My current research focuses on reproductive variation, and how natural variation in wide-ranging species can help us predict how organisms will respond to global warming.
I began working in the tropics as a field assistant in Sabah, Borneo immediately after college, studying distributions and movement patterns of stream-dwelling frogs. For my master's degree, I examined the relationship between health and reproductive success of a small parrotlet (Forpus passerinus) in Venezuela. Since then, I have worked as an assistant herpetologist for Operation Wallacea on Sulawesi, have conducted preliminary dissertation research trips to Thailand and Malaysia, and have assisted on and led collecting trips in Thailand for the Field Museum of Natural History.
Since April 2005 I have been conducting field work for my dissertation, examining reproductive variation in three wide-ranging frog species (Microhyla heymonsi, Rana erythraea, and Polypedates leucomystax). I am using call and genetic (16S) data to determine whether they are indeed the same species in an aseasonal location (Singapore) and a seasonal one (Sakaerat Experimental Research Station, Thailand). Concurrently, I am collecting data on clutch size and (for P. leucomystax) egg size to determine whether these frogs adjust to the shorter breeding season in Thailand by increasing their reproductive output.
My goal is to continue researching tropical anurans with an eye for conservation. My work on reproductive variation across climatic gradients, coupled with a study of reproductive variation in congeneric sets of species with different elevation ranges, will contribute to our understanding of how organisms respond to climate change. I plan to continue researching ecology of anurans and would be interested in collaborating on such projects in tropical areas outside of SE Asia or on similar projects in other organisms.
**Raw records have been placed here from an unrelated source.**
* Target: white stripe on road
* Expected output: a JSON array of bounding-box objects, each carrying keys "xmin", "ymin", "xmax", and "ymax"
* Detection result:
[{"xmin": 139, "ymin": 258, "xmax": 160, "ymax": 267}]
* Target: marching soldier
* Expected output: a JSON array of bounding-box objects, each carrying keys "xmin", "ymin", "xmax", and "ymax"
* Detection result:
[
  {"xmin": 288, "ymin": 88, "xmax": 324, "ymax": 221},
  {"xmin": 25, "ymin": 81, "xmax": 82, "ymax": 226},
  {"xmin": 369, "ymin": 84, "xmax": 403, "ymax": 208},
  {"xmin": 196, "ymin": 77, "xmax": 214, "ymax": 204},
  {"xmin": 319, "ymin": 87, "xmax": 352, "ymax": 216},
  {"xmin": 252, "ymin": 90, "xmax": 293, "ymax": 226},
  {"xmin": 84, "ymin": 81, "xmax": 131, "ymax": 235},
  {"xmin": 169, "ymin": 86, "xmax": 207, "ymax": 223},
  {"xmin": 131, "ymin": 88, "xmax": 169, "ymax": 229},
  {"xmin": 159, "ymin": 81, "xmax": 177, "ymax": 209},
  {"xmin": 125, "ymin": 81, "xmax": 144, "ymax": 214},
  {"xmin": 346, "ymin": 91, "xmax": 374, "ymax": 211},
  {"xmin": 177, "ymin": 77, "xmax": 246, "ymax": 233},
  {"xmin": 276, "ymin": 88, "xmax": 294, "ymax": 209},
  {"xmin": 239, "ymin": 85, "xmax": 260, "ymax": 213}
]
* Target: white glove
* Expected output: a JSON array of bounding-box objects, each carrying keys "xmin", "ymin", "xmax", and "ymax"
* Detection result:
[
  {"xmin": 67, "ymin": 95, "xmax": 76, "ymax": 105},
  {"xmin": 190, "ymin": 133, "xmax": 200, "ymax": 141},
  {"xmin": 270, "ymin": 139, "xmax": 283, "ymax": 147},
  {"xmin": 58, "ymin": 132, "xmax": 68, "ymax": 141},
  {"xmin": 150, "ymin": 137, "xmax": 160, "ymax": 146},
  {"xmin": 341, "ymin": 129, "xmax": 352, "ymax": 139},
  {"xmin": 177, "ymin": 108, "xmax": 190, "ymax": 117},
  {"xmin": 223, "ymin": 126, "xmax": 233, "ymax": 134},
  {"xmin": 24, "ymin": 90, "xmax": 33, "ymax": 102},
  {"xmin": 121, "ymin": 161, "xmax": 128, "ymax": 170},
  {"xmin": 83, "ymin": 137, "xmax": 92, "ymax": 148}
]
Reproductive variation in wide-ranging frog species. This project examines variation in reproduction and development in three common SE Asian frogs in two drastically different environments (one in central Thailand with a six-month dry season, one in Singapore that is aseasonal). In addition to measuring clutch size, I am conducting experiments on tadpoles to determine whether the two populations respond similarly to decreasing water levels. Theoretically, tadpoles should not retain the ability to respond to changing water levels where they do not need it (where water levels are constant or predictable). By examining whether both populations respond to changing water levels helps us predict how
Reproductive variation in congeneric sets of species with different elevation ranges. This project examines differences in clutch size in congeneric sets of Asian frog species. Some studies have shown that within a species, clutch size decreases and egg size increases at higher elevations. The goal of this project is to determine, using museum and field specimens, whether this pattern holds true at higher taxonomic levels. To test this, I have examined clutch size in museum specimens for multiple species within six genera. These data will be supplemented by field work conducted on Mt. Kinabalu (Sabah, Malaysia) in May 2007.